Re: Because there are caps and costs

Yeah, nothing wrong with that...except that even when I use on the low end of the "average" monthly data usage for a household, I am facing a bill close to $1,000 USD. There are no alternatives, because Comcast can't be bothered to run the cabling anywhere in the county, AT&T wants to keep all of the fiber lines for cell towers, and AT&T won't bother removing the damned loading coils(used to help improve telephone lines in rural areas for decades) from the POTS lines to make DSL a potential option. Yeah, I am so thankful I can prop up some executives cocaine habit.

While some services have had a slightly increased cost in rural areas, $1,000 for data access(made far worse by the fact that that $1,000 provides far fucking less data use than the average wired Internet connection) is extremely offensive. So, you can spare the discussion the same tired, useless comparisons that you are attempting to entertain us with today.

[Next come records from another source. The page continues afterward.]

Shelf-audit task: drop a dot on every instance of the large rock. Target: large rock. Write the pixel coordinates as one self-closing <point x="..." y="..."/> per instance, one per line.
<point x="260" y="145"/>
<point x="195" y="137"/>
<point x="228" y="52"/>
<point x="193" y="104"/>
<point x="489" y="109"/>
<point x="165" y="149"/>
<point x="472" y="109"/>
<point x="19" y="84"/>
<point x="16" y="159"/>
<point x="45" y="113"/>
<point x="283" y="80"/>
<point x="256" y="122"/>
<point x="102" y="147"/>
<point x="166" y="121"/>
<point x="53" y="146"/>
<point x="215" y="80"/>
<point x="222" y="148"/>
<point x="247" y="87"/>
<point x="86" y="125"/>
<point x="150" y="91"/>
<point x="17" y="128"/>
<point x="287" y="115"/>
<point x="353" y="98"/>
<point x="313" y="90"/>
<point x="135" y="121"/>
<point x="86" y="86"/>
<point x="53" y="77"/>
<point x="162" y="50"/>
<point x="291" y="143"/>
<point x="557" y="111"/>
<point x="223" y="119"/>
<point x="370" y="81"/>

If you would like to know why I am paying Verizon Wireless $1,000(and more, depending; $1,000 USD is now average for my data-only line, each month), it is because AT&T requires my girlfriend(an employee on the wireless side) to have Internet access at home. Given how much work she has to do from home, on top of what she does at the office space she drives to five days a week, plus me checking my email sparingly, 100 GB does seem low. AT&T refuses is even activate the LTE equipment already installed in the cabinets in nearby towers(we just got UMTS a year ago, but I know for a fact that LTE transceivers are installed in the towers around our home). I also doubt AT&T will provide my girlfriend with a company line if and when LTE is active around our home, since it refused to do so when the requirement first came up.

The ironies abound in this one situation.


Areyouinsane

@204.16.69.x
You do realize that people are selling unlimited Verizon Wireless data lines for around $200, right? You just assume liability. Then you can cut your $1000 monthly bill down to around $100. I'm not sure why anyone would pay them that much.